J’ai patienté pendant une trentaine de minutes avant de rencontrer cette mystérieuse bonne femme. Elle était de petite taille, visage pâle, regard vide, trop mince pour sa taille à mon goût. Elle semblait stressée comme la majorité de mes patients lors de leur consultation mais, quelque chose en elle était différente des autres. Assise sur le fauteuil en face de moi, elle me renvoyait l’image d’une petite fille perdue, elle ressemblait à un enfant qu’on emmenait visiter la rue pour la première fois de sa vie. Son visage fatigué, ses yeux mi-clos, me donnaient l’impression qu’elle était seule au monde. Mais, je savais qu’elle était mariée et avait une fille.

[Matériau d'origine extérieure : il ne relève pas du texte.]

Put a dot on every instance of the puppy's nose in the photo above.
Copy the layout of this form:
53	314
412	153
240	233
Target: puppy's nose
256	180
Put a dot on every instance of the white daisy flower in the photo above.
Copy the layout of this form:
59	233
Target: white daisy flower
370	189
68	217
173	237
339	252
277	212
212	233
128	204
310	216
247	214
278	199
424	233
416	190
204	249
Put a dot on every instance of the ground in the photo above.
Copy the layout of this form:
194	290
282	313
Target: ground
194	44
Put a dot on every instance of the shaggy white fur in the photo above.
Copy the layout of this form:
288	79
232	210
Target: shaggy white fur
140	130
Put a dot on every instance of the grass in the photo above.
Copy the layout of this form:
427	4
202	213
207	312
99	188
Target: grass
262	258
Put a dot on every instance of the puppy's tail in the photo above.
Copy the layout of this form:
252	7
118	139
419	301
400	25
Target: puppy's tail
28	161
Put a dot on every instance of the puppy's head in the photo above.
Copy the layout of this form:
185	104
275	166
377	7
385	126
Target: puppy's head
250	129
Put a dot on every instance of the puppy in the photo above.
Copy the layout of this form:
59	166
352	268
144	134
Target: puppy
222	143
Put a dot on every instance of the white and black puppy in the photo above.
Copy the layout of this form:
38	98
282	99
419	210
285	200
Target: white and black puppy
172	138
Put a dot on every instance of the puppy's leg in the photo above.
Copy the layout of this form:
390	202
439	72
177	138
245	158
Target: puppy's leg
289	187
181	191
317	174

Je ne pouvais m’éviter de contrôler ses mouvements, simultanément elle faisait des mouvements circulaires avec ses mains et battaient ses pieds sur le sol. Ses yeux partaient des tableaux au bureau, et du bureau à moi. Elle répétait ses mêmes mouvements sans cesser de jouer avec ses mains et ses pieds.

-Madame Paul. Lui avais-je dit pour attirer son attention

-Docteur, je vous assure que je n’ai pas besoin d’aide, je suis une bonne épouse, une mère aimante, je fais ce que je dois faire et je les fais bien. Je ne sais pas pourquoi Sabrina m’a mis cet ultimatum mais je vais bien. » Répondit-elle en s’affolant.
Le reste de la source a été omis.